This is amazing, but one thing I don't really understand is this: earlier in the presentation, they demoed some new Google Assistant voices. All of them sound like standard computer-synthesized assistants. On the other hand, the synthesized Duplex voices sound indistinguishable from human speech to me, even without the "disfluencies" they include.
If Google has gotten speech synthesis to this point, why isn't Assistant synthesizing speech of this quality?
I have a feeling it's because this is such a limited domain.
During the demo it all sounded very realistic, except for some parts like the times. It would flow naturally then all of a sudden pause awkwardly and then say a time like "12 pm" in a weird way.

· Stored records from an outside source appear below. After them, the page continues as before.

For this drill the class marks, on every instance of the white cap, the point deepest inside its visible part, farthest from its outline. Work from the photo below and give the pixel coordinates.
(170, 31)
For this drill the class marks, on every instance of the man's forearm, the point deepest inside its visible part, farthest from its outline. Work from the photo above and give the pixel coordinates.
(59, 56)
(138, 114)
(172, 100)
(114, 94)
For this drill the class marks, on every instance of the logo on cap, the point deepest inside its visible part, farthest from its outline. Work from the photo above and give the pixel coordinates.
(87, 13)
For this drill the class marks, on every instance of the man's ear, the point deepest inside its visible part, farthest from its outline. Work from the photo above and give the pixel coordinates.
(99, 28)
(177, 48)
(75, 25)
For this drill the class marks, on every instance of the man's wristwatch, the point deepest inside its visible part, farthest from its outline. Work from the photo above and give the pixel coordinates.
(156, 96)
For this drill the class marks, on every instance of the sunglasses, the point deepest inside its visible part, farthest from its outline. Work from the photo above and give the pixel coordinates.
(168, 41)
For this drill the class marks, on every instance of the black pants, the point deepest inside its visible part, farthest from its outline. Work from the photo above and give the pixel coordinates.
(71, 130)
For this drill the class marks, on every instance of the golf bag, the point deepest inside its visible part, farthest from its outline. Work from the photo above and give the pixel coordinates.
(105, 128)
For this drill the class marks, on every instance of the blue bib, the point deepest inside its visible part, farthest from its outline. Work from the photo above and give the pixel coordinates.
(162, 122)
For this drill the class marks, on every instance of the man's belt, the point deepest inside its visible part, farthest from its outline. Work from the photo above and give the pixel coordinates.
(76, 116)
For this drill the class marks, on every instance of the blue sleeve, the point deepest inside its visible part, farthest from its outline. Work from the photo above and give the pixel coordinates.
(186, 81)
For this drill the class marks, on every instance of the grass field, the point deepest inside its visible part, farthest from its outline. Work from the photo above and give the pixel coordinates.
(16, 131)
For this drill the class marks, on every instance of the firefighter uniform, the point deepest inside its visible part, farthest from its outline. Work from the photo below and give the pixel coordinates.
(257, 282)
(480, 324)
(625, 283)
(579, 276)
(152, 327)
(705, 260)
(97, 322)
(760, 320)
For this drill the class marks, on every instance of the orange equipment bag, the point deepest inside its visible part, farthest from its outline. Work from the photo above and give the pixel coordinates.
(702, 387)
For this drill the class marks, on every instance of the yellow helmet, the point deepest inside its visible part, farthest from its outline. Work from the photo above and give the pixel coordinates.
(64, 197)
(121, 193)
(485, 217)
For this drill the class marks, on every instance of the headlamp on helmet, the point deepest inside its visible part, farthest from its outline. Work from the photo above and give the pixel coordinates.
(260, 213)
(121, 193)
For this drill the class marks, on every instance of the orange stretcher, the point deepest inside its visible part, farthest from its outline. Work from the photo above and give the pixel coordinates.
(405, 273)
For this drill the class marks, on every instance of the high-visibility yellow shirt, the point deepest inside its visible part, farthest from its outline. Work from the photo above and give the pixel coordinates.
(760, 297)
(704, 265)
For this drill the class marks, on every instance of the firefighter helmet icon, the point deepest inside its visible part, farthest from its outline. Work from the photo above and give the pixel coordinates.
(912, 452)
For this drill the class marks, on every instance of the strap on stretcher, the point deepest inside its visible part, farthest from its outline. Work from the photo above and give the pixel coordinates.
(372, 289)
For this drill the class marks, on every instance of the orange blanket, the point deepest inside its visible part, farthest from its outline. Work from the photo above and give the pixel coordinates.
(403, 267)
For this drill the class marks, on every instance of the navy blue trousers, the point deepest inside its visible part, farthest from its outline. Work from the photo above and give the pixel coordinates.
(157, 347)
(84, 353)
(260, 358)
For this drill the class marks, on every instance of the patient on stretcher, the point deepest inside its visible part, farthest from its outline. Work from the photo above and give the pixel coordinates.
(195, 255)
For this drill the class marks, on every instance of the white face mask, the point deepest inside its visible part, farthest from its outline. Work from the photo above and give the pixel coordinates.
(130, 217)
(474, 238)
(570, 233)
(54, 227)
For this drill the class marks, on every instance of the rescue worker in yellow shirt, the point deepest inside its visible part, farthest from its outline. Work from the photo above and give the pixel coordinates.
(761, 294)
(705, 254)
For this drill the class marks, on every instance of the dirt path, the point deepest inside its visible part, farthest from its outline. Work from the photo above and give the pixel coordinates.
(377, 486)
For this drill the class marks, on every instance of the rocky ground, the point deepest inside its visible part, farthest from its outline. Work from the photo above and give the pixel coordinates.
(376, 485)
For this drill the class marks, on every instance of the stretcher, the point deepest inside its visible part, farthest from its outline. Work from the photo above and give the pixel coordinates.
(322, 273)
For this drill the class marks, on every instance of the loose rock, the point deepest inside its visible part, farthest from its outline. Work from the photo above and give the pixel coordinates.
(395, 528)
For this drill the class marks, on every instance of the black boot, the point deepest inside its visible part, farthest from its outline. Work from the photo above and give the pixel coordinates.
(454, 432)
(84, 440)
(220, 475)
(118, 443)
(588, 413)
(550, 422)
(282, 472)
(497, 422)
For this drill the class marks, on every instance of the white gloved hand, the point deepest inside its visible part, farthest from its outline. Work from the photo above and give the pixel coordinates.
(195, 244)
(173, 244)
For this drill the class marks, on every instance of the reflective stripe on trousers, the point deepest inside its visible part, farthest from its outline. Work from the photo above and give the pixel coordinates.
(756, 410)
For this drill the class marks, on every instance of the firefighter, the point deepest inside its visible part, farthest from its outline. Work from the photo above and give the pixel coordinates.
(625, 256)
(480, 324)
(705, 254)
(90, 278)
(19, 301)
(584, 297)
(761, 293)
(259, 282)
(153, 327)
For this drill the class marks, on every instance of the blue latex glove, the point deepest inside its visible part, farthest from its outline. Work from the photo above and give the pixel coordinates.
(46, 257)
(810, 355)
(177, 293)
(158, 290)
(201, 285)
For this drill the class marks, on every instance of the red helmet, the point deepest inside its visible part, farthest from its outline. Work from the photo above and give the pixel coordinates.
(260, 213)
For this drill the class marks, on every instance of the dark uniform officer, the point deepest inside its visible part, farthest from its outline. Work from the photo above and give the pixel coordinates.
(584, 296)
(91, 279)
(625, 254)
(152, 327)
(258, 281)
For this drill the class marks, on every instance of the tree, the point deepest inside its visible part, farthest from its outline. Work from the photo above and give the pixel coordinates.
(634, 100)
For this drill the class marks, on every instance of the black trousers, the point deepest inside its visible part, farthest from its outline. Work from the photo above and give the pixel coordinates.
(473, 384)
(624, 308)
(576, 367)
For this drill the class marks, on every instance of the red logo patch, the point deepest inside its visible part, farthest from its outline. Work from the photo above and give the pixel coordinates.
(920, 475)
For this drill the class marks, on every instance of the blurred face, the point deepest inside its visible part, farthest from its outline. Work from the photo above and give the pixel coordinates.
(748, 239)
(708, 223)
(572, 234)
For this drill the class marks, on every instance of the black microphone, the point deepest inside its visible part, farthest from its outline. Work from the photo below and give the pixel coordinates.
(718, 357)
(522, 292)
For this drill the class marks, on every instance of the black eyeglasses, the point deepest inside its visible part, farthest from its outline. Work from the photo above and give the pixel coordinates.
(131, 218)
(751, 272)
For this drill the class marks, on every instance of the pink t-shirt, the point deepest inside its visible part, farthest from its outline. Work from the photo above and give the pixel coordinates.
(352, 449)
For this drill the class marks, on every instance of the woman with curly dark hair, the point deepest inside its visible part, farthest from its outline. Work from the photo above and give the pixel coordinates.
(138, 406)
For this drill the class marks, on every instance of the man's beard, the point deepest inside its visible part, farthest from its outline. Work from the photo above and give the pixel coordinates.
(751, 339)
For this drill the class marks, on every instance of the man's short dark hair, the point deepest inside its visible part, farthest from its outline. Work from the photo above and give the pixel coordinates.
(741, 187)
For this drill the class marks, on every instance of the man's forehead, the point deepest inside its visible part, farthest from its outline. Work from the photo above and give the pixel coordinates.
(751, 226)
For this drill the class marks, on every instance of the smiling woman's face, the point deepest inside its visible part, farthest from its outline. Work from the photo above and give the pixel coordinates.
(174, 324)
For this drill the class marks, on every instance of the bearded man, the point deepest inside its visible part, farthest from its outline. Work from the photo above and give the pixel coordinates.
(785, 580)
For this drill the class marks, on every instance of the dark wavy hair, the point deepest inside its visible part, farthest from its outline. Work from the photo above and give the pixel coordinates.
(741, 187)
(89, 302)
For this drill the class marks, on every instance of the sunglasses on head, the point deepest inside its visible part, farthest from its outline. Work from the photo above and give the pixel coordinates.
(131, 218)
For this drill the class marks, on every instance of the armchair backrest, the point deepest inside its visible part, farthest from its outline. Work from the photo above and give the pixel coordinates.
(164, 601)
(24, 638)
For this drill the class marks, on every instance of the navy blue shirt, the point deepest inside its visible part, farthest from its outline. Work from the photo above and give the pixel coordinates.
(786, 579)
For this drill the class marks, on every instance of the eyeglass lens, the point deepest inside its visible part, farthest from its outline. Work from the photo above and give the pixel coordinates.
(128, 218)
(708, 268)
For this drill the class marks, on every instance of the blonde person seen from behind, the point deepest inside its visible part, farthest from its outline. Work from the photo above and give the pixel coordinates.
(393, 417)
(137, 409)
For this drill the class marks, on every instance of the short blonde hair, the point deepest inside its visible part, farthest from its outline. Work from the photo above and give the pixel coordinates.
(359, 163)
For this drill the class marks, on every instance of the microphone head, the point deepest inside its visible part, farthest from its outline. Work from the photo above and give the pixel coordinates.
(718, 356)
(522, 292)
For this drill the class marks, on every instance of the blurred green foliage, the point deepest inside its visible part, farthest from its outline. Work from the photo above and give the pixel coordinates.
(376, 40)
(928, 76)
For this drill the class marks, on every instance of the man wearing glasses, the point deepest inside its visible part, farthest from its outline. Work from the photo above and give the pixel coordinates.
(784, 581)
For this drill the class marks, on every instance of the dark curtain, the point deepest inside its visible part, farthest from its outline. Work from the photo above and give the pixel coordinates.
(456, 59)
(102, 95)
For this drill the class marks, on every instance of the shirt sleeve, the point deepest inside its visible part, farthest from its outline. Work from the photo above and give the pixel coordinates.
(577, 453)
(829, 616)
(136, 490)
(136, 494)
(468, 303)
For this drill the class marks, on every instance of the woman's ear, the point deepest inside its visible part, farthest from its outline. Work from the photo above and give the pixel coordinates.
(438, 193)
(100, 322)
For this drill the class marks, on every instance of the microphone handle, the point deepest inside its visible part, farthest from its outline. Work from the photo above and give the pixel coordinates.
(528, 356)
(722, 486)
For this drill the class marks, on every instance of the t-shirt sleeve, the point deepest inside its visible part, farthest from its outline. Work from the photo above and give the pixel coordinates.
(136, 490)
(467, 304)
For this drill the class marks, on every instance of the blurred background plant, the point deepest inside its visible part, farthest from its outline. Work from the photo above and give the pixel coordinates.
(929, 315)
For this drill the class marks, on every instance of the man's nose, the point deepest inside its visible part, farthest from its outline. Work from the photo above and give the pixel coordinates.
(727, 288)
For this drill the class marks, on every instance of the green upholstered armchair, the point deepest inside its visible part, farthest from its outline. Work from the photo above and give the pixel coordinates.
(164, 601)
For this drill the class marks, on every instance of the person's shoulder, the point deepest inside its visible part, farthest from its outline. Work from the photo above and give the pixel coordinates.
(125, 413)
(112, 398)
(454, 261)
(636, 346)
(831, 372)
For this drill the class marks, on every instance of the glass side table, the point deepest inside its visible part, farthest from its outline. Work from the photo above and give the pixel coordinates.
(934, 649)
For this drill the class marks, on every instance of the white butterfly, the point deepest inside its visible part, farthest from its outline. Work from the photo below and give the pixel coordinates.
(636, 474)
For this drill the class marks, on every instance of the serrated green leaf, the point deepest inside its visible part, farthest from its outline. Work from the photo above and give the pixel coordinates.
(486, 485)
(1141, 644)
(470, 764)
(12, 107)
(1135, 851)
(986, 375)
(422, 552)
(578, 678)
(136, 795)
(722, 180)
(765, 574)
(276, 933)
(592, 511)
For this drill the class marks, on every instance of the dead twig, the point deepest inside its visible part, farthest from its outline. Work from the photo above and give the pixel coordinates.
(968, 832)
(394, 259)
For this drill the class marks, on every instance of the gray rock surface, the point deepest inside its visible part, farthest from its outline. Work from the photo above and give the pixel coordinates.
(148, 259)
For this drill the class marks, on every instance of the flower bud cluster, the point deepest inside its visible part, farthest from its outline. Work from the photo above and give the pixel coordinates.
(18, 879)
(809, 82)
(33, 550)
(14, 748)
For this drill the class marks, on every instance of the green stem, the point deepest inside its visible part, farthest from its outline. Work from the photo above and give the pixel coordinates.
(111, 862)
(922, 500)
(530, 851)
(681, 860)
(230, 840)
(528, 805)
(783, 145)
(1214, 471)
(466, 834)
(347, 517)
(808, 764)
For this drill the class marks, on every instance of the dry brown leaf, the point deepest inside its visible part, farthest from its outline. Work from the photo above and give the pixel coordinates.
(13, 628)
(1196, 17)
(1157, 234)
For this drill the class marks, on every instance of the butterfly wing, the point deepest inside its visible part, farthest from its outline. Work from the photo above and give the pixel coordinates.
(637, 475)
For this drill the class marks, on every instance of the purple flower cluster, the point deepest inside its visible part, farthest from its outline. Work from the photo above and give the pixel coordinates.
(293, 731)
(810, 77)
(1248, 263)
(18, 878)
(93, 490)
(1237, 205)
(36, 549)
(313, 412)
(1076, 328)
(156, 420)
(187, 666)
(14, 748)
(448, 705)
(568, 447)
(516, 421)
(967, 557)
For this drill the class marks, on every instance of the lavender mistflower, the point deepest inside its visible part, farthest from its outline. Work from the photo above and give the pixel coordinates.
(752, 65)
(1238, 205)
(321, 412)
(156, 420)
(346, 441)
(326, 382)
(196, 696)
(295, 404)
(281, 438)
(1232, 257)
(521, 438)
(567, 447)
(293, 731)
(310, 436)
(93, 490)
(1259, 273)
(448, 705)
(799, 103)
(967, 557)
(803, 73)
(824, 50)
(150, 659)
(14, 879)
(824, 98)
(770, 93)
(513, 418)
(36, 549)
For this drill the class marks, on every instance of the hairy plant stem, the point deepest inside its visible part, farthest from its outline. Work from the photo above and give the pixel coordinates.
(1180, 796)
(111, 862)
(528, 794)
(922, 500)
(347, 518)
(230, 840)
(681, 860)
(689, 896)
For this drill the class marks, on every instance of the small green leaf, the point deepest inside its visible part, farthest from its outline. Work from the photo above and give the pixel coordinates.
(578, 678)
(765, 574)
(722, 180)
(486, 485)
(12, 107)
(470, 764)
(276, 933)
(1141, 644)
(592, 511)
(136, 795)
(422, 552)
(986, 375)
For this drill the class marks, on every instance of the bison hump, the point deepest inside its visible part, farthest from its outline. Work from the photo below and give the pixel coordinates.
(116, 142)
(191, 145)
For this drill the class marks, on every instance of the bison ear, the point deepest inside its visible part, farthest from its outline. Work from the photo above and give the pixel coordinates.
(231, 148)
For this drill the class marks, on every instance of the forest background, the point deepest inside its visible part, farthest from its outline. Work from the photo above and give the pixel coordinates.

I have a feeling they are getting it to sound so realistic because there's a fairly small amount of responses and questions it needs to work with, so they can either pre-record real humans, or heavily tune a ML voice to sound as natural as possible.
I'm reminded of a thing I read about generating "yellow letters" for real estate leads. The letters look like someone handwrote them on a steno pad. If you used a handwriting font they would look fake. But you can't handwrite each one, that'd take to long for thousands of letters. What they do is get a handwriting font made of their handwriting, and sure it looks fake. But they write most of the letter template out by hand and use the handwriting font for just the parts that change. I wonder if something similar is going on here, where they have taught the speech synthesis a bunch of phrases and they color in the bits with synthetic speech where it's needed. The inflection is also easier to specify in those cases.
If Google has gotten speech synthesis to this point, why isn't Assistant synthesizing speech of this quality?